For (2), our system is Perlmutter, a supercomputer where job submission/scheduling is handled by Slurm. We cannot change the job time limits for a number of reasons, so to get long-running jobs, users have to jump through extra hoops, e.g. schedule a reservation on the system, and this is not ideal. Thus for sweeps where each trial may take longer than 6 hours (our job time limit), there is a need for checkpoint/restart of individual sweep runs. I’d assume there might be something you could do with mark_preempting() and the sweep controller/backend where a run could be marked as pre-empted and get re-queued with some flag like “needs resuming”. Then whenever the next agent/job is launched, it gets assigned that run and can pull the checkpoint from wandb to resume training at the right point, by checking the same “needs resuming” flag.

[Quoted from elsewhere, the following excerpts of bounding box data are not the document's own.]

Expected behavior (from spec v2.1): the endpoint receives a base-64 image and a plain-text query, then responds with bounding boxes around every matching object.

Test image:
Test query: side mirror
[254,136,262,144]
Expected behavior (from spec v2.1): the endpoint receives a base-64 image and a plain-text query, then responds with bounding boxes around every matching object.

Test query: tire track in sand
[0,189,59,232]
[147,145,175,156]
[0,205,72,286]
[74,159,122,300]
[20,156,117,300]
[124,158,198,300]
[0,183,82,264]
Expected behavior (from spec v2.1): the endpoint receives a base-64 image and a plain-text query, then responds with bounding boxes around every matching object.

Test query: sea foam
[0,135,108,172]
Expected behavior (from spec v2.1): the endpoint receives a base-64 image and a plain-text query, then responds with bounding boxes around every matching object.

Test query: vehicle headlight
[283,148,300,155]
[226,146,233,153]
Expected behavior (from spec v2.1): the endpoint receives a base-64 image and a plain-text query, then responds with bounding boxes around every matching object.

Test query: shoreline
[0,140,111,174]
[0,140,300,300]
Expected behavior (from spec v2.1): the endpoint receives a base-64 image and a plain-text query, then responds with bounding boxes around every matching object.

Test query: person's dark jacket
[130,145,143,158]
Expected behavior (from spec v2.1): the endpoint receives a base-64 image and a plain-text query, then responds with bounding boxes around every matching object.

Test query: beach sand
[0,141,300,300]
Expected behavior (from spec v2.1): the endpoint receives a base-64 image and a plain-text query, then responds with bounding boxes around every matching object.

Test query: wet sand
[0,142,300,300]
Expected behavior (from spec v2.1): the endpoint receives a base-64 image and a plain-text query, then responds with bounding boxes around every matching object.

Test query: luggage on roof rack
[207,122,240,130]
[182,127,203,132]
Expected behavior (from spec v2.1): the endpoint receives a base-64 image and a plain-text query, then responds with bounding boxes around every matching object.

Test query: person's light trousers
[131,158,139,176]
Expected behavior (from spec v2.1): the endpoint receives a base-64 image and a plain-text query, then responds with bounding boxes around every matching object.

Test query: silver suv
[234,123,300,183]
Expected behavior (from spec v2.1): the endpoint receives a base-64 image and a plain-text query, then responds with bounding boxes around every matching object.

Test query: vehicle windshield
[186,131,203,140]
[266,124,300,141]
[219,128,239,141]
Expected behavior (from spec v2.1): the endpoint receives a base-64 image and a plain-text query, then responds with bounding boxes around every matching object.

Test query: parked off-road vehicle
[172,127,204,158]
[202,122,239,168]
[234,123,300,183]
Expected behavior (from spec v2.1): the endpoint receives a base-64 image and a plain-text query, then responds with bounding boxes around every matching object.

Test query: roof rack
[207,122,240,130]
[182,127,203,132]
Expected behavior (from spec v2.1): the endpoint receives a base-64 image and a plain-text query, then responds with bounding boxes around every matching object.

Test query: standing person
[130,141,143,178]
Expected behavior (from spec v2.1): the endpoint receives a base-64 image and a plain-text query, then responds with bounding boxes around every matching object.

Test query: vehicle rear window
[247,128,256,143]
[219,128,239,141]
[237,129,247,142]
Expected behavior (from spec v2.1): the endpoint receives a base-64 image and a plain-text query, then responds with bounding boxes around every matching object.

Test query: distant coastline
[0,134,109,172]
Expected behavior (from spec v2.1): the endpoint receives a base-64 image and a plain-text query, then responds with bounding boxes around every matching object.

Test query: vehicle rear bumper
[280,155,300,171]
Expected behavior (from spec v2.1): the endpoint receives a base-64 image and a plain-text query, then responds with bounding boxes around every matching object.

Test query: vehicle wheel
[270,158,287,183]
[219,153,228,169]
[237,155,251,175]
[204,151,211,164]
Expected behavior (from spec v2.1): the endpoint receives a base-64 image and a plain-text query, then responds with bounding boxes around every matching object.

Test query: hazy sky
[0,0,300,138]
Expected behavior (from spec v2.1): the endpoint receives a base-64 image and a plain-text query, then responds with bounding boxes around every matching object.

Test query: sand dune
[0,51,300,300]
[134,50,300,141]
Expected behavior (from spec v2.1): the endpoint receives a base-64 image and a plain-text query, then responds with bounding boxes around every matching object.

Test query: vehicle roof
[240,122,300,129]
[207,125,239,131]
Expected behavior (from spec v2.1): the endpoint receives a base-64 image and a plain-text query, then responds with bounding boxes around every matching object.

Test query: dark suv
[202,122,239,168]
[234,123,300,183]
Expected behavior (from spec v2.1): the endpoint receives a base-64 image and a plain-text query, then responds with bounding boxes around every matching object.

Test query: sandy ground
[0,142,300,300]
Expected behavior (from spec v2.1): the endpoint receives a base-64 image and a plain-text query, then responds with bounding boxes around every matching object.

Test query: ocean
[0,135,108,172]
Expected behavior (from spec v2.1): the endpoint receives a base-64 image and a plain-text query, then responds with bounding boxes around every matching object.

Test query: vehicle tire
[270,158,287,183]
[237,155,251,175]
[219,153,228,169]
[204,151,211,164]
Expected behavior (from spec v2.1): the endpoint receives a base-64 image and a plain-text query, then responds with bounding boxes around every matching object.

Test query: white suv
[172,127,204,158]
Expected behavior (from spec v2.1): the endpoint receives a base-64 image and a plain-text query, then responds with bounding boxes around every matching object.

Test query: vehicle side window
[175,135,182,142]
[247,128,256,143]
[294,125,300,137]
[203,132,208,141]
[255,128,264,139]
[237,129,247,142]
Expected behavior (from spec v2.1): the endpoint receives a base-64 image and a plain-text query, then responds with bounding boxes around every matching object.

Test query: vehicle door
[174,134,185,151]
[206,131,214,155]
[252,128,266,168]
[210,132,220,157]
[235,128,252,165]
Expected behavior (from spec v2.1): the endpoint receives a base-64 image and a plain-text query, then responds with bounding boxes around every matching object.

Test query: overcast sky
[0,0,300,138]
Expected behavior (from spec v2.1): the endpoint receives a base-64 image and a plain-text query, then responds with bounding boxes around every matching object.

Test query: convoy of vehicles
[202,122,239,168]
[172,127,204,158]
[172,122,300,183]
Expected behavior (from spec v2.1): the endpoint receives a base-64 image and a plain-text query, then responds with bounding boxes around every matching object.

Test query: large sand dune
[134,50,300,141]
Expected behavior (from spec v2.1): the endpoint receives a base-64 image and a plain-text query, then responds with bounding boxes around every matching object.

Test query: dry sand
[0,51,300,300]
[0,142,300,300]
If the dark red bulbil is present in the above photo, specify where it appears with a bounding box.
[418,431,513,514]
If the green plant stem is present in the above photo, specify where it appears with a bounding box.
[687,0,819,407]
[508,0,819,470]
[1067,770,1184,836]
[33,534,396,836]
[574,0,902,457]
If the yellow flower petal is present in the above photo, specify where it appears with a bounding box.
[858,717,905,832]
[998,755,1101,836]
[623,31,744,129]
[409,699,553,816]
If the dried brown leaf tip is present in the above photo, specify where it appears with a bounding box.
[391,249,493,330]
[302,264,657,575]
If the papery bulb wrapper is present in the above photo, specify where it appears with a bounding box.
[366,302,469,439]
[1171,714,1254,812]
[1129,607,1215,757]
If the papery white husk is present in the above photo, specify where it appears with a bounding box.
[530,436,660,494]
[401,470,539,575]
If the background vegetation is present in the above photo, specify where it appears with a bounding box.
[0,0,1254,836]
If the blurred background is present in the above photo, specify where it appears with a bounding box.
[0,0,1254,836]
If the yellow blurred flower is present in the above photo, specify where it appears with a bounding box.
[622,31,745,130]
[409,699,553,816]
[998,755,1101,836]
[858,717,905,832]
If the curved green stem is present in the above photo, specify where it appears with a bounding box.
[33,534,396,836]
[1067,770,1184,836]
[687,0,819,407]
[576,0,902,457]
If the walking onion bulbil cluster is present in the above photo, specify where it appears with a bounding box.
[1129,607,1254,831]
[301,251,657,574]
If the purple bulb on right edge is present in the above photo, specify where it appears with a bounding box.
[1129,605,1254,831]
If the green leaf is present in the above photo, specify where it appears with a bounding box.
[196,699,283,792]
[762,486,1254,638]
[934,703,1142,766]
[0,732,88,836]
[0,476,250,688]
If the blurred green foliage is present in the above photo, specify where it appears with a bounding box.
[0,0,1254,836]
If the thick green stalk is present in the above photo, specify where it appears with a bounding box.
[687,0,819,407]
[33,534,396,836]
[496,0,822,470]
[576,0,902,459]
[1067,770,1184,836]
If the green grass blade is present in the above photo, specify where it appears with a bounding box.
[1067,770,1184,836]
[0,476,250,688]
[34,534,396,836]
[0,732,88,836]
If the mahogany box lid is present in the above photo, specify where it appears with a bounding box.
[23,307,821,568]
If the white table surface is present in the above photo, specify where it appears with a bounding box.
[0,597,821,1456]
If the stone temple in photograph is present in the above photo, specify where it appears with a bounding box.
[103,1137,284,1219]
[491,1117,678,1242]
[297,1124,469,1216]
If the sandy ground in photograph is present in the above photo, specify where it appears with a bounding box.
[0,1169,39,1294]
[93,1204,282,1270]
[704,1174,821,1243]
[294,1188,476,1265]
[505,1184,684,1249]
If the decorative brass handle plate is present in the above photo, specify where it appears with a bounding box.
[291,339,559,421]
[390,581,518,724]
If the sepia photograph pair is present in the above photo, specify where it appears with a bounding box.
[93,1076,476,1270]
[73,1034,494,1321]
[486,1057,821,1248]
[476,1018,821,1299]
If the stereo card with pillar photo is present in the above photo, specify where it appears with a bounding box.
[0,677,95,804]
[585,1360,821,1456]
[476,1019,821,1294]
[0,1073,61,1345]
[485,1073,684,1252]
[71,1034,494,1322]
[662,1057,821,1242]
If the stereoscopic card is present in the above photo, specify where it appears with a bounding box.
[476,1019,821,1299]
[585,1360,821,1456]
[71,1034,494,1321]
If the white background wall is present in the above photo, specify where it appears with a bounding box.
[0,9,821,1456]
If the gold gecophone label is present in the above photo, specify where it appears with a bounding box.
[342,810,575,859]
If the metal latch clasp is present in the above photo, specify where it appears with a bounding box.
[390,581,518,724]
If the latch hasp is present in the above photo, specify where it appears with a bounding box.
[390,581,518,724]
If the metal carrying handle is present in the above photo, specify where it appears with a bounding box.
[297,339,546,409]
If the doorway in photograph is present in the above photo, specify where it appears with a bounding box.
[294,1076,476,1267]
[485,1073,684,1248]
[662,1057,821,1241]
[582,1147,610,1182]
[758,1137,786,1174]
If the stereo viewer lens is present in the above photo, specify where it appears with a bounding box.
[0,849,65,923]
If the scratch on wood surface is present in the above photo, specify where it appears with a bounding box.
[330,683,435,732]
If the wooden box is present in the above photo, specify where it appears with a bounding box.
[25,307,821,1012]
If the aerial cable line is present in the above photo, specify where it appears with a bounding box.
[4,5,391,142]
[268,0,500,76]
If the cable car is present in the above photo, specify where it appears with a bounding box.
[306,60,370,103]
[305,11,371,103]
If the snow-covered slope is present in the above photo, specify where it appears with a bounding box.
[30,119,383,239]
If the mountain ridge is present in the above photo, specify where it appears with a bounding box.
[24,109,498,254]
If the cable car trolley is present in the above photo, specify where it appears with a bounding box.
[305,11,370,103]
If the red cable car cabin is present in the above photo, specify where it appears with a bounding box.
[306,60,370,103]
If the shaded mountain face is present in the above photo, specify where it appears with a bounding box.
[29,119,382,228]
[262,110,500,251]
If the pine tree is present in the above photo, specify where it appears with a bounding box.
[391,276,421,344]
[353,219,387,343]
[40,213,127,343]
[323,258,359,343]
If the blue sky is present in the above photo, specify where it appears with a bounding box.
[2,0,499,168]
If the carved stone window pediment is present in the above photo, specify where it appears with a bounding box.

This would also be great for fault tolerance/general pre-emptible instances (e.g. on a cloud provider) as well.

Hey @pzharrington,

Apologies for the delay here - You are right, mark_preempting immediately communicates to the backend that the run is about to be preempted. In terms of resuming, is there a persistent storage on perlmutter (or maybe a network attached storage) to which you can communicate the active sweep ID? That should let you resume the process by storing the current run ID external to the process.

Yes, we do have persistent storage where run IDs could be stored. Based on our conversation so far I’m confident I could manually set something up myself to handle the checkpoint/restart case. Something like, at the start of each sweep job, manually check on the local filesystem for pre-empted sweep runs, and resume those if they exist, otherwise proceed with a new trial.

I guess what I’m seeking is a more general and user-friendly setup, incorporated into the wandb backend for sweep agents, that would lower the implementation burden for our users. We have many early career researchers who are newcomers to DL and implementing things like this would probably be a barrier to many. This is getting more into the realm of feature request now, and I do see a request on GitHub for essentially this exact functionality here. In that issue there is talk of a new “rewind” feature which seems to have been delayed multiple times now. Any idea if that is still undergoing development?

Understood - In all honesty the rewind feature was deprioritized in favour of other features being released at the moment. I can increase the priority on this feature for you and try to push for its development, but I’m not sure if I can get you a timeline for its development at the moment.

I’ll have to have a chat with some folks internally and get back to you regarding the state of the rewind feature here.